Pavel Ivanov <pivanof@google.com> writes:
--replicate-same-server-id flag which as I understand (when set to 0) controls two things: 1) It doesn't allow slave to connect to a master with the same server_id. 2) Slave ignores all binlog events in the replication stream that have the same server_id as slave. And this flag cannot be set to 1 when --log-slave-updates is used. And that is a big problem.

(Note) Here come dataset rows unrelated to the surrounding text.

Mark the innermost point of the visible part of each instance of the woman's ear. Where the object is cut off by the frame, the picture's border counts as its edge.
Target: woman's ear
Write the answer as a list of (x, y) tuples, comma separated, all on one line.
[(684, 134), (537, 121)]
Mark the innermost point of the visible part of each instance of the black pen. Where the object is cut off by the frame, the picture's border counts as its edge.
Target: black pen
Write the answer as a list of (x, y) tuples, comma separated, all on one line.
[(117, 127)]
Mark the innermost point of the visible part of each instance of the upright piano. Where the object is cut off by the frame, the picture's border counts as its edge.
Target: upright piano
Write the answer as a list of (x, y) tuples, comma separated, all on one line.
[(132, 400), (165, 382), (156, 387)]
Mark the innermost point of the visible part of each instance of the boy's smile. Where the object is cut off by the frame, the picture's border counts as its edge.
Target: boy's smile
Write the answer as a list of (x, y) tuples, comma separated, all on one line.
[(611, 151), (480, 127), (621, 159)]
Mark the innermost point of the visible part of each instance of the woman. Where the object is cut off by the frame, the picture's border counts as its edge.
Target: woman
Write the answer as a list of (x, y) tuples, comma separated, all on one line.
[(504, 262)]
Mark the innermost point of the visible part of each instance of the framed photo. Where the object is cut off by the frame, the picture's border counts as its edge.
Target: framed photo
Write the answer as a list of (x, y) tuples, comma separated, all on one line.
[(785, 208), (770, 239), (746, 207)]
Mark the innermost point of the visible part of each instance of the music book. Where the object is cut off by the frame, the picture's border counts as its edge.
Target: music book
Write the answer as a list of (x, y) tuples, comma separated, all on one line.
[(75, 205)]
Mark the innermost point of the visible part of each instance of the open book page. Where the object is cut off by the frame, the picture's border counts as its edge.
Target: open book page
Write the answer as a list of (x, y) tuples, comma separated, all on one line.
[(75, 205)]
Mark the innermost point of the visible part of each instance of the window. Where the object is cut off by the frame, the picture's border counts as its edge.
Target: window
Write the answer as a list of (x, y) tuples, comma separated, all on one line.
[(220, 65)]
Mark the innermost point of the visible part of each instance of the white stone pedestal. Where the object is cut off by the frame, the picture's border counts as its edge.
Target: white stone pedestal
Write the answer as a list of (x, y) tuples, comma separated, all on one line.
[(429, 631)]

Hm, I was not aware of this. It seems wrong. For (1), I don't think slave should ever be allowed to connect to server with the same server_id. And for the reason you mentioned, it seems wrong that --log-slave-updates and --replicate-same-server-id can not be used together. After all, --replicate-same-server-id is only a problem in ring topologies. It does not really seem related to GTID though, the exact same problems would occur when using old-style replication. Of course an easy work-around is to change the server id on the restored server S1, but the problem is if one is not aware of this ahead of time... On the other hand, in GTID strict mode, the problem of creating a loop does not exist. Any attempt to binlog an event that is already in the binlog will cause an error. So it would make sense to allow --replicate-same-server-id together with --log-slave-updates when GTID strict mode is enabled. On the other hand, I would be tempted to just allow the two to be used together freely - users that want to do ring topologies must in any case be very aware of all the possible pitfalls.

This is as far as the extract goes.